In vielen ariden Nachbarregionen kontinentaler Hochgebirge ist Wasser aus der Schnee- und Gletscherschmelze die hauptsächliche wasserwirtschaftliche Ressource. Zur Modellierung des Schneeschmelz-Abfluss-Prozesses werden Niederschlag-Abfluss-Modelle eingesetzt, die spezielle Module für die Abbildung der Schnee- und Gletscherschmelze haben. Die Bestimmung der räumlichen Verteilung der benötigten meteorologischen Eingangsgrößen ist bisher jedoch aufgrund der hohen morphologischen Variabilität und der i. d. R. geringen Messnetzdichte in den meisten Hochgebirgsregionen sehr schwierig und mit großen Unsicherheiten behaftet.

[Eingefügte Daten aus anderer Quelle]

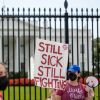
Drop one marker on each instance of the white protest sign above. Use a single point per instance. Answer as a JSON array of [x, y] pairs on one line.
[[50, 66]]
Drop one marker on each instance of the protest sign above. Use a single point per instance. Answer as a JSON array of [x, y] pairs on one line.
[[51, 60]]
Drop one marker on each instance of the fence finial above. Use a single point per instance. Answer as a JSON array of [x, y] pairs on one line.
[[66, 5]]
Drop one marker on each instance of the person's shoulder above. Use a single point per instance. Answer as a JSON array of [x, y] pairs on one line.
[[59, 92]]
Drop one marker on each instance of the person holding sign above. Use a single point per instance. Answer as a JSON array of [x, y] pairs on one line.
[[73, 89], [3, 79]]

Die vorliegende Arbeit hat zum Ziel, den Einsatz der heute verfügbaren globalen Fernerkundungs- und Reanalysedaten als meteorologische Eingangsgrößen zur Modellierung des Niederschlag-Abfluss-Prozesses zu untersuchen. Das Haupteinsatzgebiet des Modells liegt in Schnee-dominierten datenarmen Einzugsgebieten.

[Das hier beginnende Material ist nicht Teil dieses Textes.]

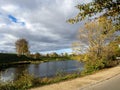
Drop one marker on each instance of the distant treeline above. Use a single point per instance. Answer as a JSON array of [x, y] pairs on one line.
[[11, 58]]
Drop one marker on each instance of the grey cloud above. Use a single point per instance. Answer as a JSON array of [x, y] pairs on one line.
[[49, 30]]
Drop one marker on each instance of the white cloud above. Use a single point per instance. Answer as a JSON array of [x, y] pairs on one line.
[[45, 23]]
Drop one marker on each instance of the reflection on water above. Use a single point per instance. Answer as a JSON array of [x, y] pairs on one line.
[[46, 69]]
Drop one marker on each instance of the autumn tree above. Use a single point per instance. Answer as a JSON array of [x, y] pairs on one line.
[[96, 36], [22, 47], [107, 8]]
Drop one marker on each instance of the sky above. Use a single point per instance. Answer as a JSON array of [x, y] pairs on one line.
[[41, 22]]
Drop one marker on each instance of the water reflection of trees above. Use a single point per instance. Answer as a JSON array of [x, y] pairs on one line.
[[19, 70]]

Zur Modellierung des Schneeschmelz-Abfluss-Prozesses wurde das weltweit für den Einsatz in Schnee-dominierten Gebieten etablierte „Snowmelt Runoff Model“ (SRM) von Martinec (1975) zu einem räumlich verteilten, konzeptionellen Niederschlag-Abfluss-Modell (rSRM) weiterentwickelt. Die drei wesentlichen Eingangsgrößen des Modells sind die Lufttemperatur, die Ausdehnung der Schneedecke und der Niederschlag. Zur Aufbereitung der Landoberflächentemperaturen aus Daten des „Moderate-Resolution Imaging Spectroradiometer“ (MODIS) wurde eine neue Methode zur Rekonstruktion von räumlich verteilten Tagesmitteltemperaturen unter zur Hilfenahme einer Referenzstation entwickelt. Zur Bestimmung des Schneebedeckungsgrads wurde ein Verfahren weiterentwickelt, mit welchem die räumlichen Datenlücken in den täglichen MODIS-Datensätzen geschlossen werden können. Der Niederschlag wurde aus einem Ensemble aus Fernerkundungs- und Reanalysedaten abgeleitet. Hierzu wurde als deterministisches Modell ein künstliches neuronales Netz, als probabilistische Methode der „Model Conditional Processor“ und eine Kombination beider Ansätze zur Ermittlung des optimalen Datensatzes untersucht.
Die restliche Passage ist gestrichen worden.